Our first day was awful! We are in a new area, so we don’t have investigators and we only had 1 lesson. And it was raining all day. The second day was better, we had several lessons! In one of them the Spirit was so strong almost everyone was crying (and Brasileiros don’t show emotion that often). We got two baptismal dates, and 3 investigators. (Who live at the top of the biggest hill in our area at the end of a little tiny dirt foot path that we have to cross a stream to get to).
Saturday and Sunday nothing huge happened, except we have another investigator (who lives just a little bit from the top of São Paulo).
God blesses his missionaries. We get to see blessings daily, and there are many miracles. For example on Thursday when it was raining we would just stepped under a roof and the rain would go from a drizzle to pouring! And then as we are leaving it would return to a drizzle.
There are so many dogs here, and every time I see one I think of Blaze, and I just want to pet it and play with it.

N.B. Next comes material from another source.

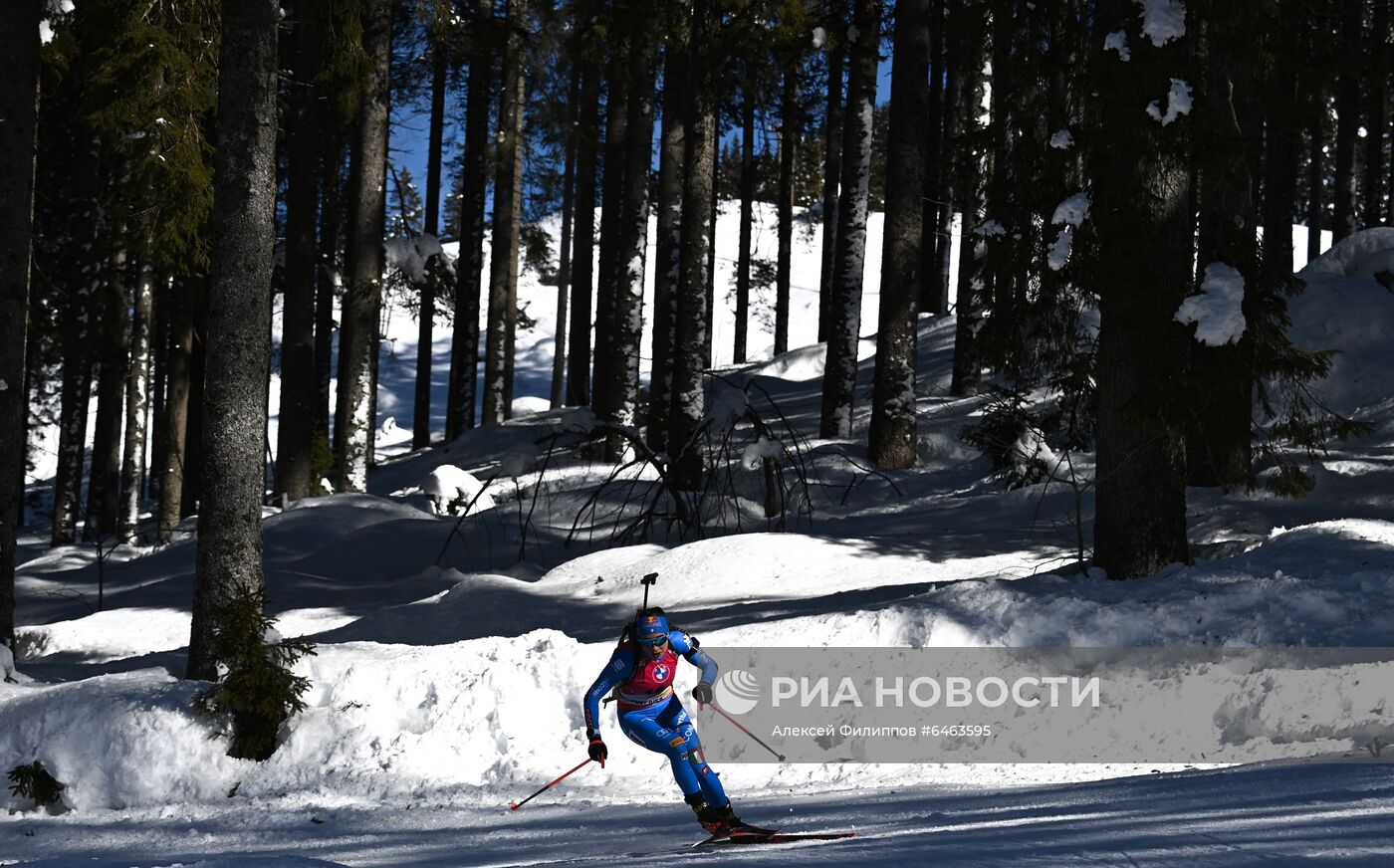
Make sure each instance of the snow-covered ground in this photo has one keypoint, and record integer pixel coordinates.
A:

The other day we were walking through the city and there were some horses just chillin’ outside of some house with some cãos (dogs) barking at it.

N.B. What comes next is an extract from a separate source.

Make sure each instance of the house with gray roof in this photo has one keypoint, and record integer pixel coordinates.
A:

My companion and I are starting to be able to understand each other and we teach each other our languages. I am getting to the point where I can say just about anything I want to (even if I sound like a 3 year old). I still find a lot of people hard to understand (some are really easy and I can understand every word, but there are others that I can barely understand anything.
I am learning a lot about teaching, and am getting pretty good at contacts and the baptismal challenge, I still struggle to speak, but the point gets across.
The locals can’t pronounce my name, so they all say Elder Lindsh, or Elder Lindish.
I love you all.
Stay firm in the faith that our reunion may be like that of Alma and the sons of Mosiah.
I know that Jesus is the Christ. I know that we have a father in heaven who loves us and blesses us. I know that Christ atoned for our sins, and that if we have faith in him, repent, are baptized, receive the Holy Ghost and endure to the end, we can repent and be saved. I testify that Joseph Smith restored the Church of Jesus Christ, again on the earth. I know that the Church of Jesus Christ of Latter-day Saints is Gods church on the earth today. God loves you. He watches over you.